При белых работы не было. Жила без теплого платья, продавая вещи. Сейчас работала в алешковском театре по безбожно низкой цене. Писала декорации на сшитых мешках.
Рассказывала, как тоскливо было при белых в Херсоне.
Они вешали на фонарях главных улиц.
Повесят и оставят висеть.
Проходят дети из школы и собираются вокруг фонаря. Стоят.
История эта не специально херсонская, так делали, по рассказам, и в Пскове.
Я думаю, что я знаю белых. В Николаеве белые расстреляли трех братьев Вонских за бандитизм, из них один был врач, другой присяжный поверенный – меньшевик. Трупы лежали среди улицы три дня. Четвертый брат, Владимир Вонский, мой помощник в 8-й армии, ушел тогда к повстанцам. Сейчас он большевик.
Вешают людей на фонарях и расстреливают людей на улице белые из романтизма.
Так повесили они одного мальчика Полякова за организацию вооруженного восстания. Ему было лет 16-17.
Мальчик перед смертью кричал: "Да здравствует Советская власть!"
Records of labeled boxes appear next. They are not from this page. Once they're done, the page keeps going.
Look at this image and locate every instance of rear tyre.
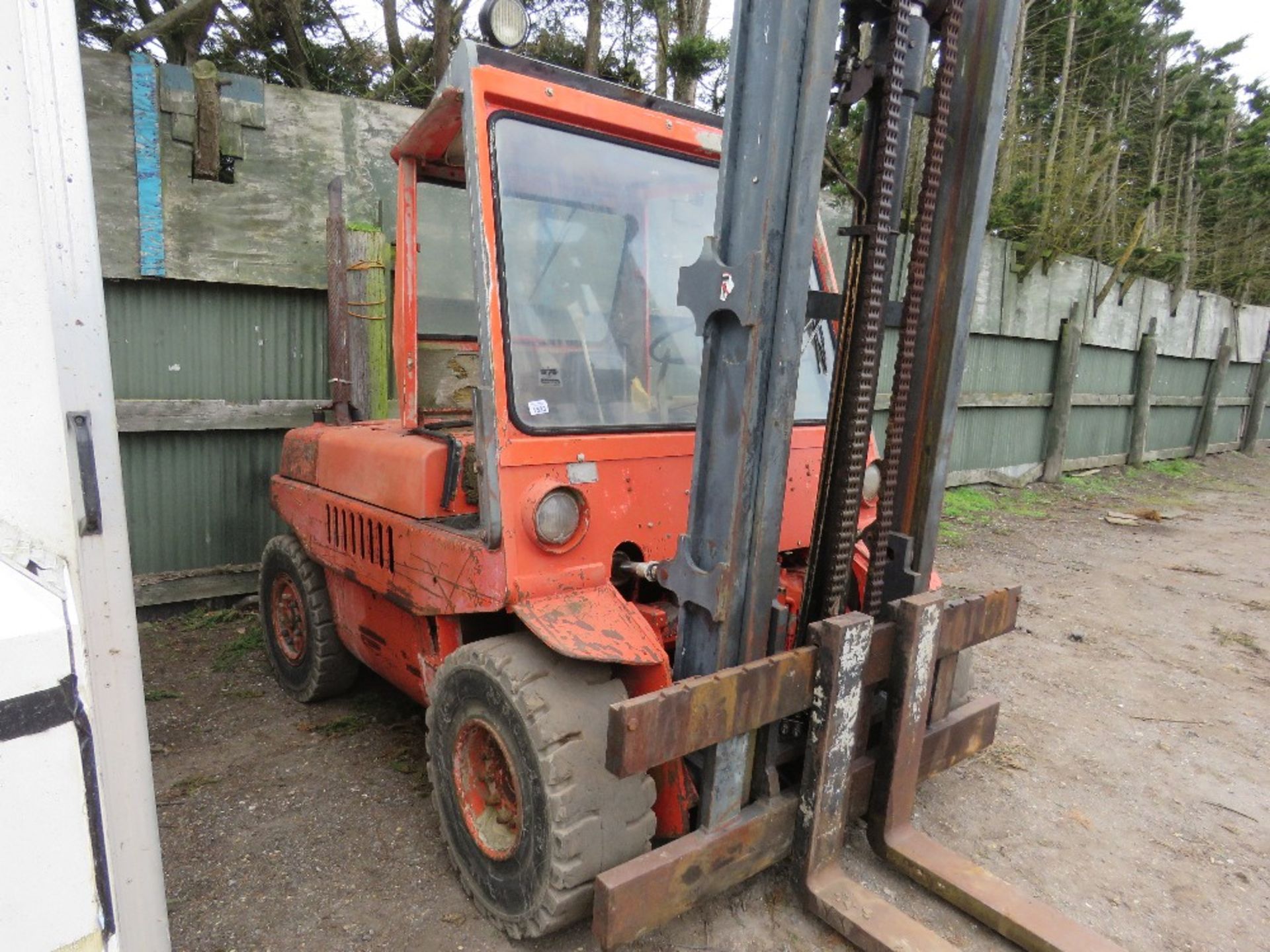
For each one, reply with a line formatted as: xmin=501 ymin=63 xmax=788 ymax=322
xmin=428 ymin=635 xmax=657 ymax=938
xmin=261 ymin=536 xmax=358 ymax=703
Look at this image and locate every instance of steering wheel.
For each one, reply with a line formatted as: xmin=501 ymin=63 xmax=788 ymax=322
xmin=648 ymin=315 xmax=687 ymax=367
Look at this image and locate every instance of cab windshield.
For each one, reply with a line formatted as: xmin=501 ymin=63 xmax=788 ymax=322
xmin=494 ymin=117 xmax=833 ymax=430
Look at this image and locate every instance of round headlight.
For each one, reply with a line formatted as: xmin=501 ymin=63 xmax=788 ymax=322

Так как белые – романтики, то они напечатали в газете о том, что он умер героем.
Но повесили.
Поляков стал героем местной молодежи, и именем его создался местный Коммунистический Союз Молодежи.
Белые уходили, организовали отряды из подростков, отступили они еще зимой, барки замерзли в Днепре. Зима лютая, в 20 градусов. Гибли раненые. Мальчики разбежались. Их потом привозили родители в город, переодевши женщинами.
Когда белые ушли, все вздохнули свободней. Но после белых пришли не красные, но какой-то отряд, который не знал, какого он цвета.
Пробыли, не грабили, потому что в городе управляли профессиональные союзы и были кое-какие силы.
Потом пришли красные. Жители говорили про них, что они теперь поумнели по сравнению с первым приходом.
Я лежал в гамаке, спал целый день, ел. Не понимал ничего.
Жена болела.
Неожиданно зашевелилось. В городе показались солдаты. Кто-то начал упаковываться. Перестал ходить пароход в Херсон. Быстро построили к пристани помост для скота.